AMC and the BBC are adapting the John le Carre 1983 thriller The Little Drummer Girl as a six-part series featuring Michael Shannon and directed by Korean auteur Park Chan-wook (Oldboy). Italy’s 11 Marzo Film and Palomar, together with TMG in Germany, is rebooting Umberto Eco’s 1980 medieval crime drama The Name of the Rose as an eight-part series starring John Turturro and Rupert Everett. And George Clooney has teamed with Hulu on a six-episode adaptation of Joseph Heller’s seminal anti-war classic Catch-22.

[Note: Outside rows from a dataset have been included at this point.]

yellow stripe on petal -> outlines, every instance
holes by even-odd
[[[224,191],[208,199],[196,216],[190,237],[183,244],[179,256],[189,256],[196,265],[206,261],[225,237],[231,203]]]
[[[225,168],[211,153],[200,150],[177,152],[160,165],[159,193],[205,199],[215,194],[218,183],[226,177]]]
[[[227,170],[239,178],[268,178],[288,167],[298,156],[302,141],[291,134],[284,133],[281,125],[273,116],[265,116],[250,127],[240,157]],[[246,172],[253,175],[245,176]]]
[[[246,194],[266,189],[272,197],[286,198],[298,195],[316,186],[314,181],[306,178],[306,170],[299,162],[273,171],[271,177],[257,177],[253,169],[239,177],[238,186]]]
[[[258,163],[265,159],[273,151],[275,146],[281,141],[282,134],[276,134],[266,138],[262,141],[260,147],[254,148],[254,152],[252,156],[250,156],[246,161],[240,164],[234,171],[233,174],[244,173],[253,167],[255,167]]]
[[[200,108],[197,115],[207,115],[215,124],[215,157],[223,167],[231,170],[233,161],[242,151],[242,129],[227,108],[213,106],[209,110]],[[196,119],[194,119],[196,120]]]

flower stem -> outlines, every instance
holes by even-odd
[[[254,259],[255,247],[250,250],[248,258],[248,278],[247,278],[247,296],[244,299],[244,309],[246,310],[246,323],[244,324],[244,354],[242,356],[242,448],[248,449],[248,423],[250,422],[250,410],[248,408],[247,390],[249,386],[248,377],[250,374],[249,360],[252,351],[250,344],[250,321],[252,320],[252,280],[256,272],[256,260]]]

The drive behind many of the new projects is frustration at movie adaptations of the novels in question. The Name of the Rose was turned into a hit film in 1986, but the majority of these books produced forgettable features. And the scope of a limited series makes it easier to attract top talent eager to commit to shorter shoots. Add to that the recent success of limited series — think HBO’s Big Little Lies or Ink Factory’s The Night Manager — and the market drive behind the book-to-series trend is clear.
“It’s almost unbelievable now, but when we put Night Manager together — all of four years ago — people said limited series were a backwater. They were hard to finance and hard to sell,” says Ink Factory co-CEO Simon Cornwell, producer of the new Drummer Girl. “AMC hadn’t done a limited series in a decade. Then along came True Detective, Night Manager and the Netflix and Amazon explosion, and the whole model changed.”